Re: A simple unit test framework

From:
James Kanze <james.kanze@gmail.com>
Newsgroups:
comp.lang.c++
Date:
5 May 2007 13:00:25 -0700
Message-ID:
<1178395225.708295.172680@y80g2000hsf.googlegroups.com>
On May 5, 3:08 pm, "Bo Persson" <b...@gmb.dk> wrote:

Ok, then. If you were to develop a log() function, how many
test cases would you need for a black box testing?


In this case, it's not really just a question of black box
versus white box. To effectively test log(), you need something
around 1,8 E19 tests. At one test per microsecond (and I doubt
that you can do them that fast), that's over 6000 centuries.

If you want to be relatively sure of the correctness of your
function, and still deliver it on schedule, you will take two
steps:

 -- you will have it reviewed by people who know numeric
    processing, for possible errors, and

 -- you will write tests based on knowledge of the algorithm
    used, to verify the limit cases for that algorithm.

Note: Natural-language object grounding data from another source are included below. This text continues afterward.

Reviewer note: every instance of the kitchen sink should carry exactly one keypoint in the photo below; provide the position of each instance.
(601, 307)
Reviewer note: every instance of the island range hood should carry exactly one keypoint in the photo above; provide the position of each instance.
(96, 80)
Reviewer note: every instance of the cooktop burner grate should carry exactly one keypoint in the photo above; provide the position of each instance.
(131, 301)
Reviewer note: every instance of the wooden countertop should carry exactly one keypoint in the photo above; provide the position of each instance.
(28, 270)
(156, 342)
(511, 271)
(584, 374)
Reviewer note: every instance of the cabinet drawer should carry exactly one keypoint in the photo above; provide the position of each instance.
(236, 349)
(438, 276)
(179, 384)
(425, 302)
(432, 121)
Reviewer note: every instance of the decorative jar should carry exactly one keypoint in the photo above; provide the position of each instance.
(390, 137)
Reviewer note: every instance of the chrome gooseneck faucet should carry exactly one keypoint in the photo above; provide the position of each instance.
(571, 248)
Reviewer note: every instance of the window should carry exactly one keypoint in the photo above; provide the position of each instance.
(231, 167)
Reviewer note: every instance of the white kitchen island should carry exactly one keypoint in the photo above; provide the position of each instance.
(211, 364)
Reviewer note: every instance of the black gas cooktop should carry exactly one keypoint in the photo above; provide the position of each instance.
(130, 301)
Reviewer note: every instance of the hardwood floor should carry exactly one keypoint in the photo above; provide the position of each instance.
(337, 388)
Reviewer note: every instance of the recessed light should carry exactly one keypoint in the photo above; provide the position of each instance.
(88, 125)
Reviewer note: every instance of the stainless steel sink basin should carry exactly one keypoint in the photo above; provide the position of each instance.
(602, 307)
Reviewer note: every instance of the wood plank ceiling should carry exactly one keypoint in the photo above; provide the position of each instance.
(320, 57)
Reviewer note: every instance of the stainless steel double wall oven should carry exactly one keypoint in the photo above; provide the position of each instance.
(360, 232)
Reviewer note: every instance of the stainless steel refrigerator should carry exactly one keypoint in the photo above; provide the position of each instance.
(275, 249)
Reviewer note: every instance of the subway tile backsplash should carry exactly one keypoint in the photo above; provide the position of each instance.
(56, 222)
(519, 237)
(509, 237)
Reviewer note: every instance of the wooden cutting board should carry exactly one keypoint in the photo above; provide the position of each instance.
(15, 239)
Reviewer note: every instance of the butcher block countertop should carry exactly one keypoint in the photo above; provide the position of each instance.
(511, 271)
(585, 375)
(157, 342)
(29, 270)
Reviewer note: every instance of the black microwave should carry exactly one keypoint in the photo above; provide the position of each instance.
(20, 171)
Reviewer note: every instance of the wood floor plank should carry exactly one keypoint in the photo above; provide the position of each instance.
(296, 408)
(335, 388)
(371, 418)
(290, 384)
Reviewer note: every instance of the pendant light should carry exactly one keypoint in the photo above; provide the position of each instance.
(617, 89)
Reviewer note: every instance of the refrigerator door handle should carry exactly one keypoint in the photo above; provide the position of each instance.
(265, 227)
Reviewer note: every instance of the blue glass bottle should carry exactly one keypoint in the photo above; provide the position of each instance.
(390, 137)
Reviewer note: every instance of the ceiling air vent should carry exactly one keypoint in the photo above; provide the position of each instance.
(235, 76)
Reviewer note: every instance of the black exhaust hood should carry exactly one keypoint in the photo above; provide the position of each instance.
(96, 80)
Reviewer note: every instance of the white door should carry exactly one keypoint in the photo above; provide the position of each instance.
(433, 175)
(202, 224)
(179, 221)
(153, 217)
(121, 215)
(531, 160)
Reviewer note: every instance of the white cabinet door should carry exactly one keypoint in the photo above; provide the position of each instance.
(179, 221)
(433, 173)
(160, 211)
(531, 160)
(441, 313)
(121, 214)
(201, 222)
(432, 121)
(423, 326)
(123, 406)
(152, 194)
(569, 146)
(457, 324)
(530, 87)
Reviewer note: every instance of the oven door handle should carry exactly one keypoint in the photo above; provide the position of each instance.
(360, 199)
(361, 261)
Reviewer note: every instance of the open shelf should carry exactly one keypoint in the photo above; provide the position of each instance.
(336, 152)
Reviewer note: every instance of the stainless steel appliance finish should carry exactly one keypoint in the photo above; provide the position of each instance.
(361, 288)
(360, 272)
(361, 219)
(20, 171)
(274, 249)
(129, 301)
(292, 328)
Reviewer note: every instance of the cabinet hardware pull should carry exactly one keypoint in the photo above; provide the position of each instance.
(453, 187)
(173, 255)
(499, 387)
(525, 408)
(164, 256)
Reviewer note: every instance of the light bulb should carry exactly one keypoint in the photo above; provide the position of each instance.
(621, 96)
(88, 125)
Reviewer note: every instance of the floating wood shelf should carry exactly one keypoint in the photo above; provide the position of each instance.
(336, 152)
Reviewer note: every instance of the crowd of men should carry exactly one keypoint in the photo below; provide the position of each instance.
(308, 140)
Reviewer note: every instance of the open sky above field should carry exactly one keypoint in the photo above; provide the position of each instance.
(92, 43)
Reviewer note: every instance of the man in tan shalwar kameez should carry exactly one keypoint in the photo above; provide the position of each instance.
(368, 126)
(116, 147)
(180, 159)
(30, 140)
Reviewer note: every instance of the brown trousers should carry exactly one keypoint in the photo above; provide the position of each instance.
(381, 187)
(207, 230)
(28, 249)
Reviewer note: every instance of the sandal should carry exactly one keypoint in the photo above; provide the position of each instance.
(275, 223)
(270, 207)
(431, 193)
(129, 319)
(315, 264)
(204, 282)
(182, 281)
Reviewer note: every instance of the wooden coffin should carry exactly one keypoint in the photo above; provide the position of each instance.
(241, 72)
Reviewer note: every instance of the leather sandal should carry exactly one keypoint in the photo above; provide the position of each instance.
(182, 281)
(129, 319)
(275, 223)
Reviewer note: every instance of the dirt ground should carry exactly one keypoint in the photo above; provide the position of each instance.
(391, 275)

Pete's point is, I think, that you cannot do the latter until
you've decided what algorithm(s) to use. In the case of a
function like log(), you can't simply test 100% of the possible
input, and you don't know what is important to test until you've
actually written the code.

Note that the two steps above work together. The people doing
the code review also review the tests, and verify that your
choice of test cases was appropriate for the code you wrote.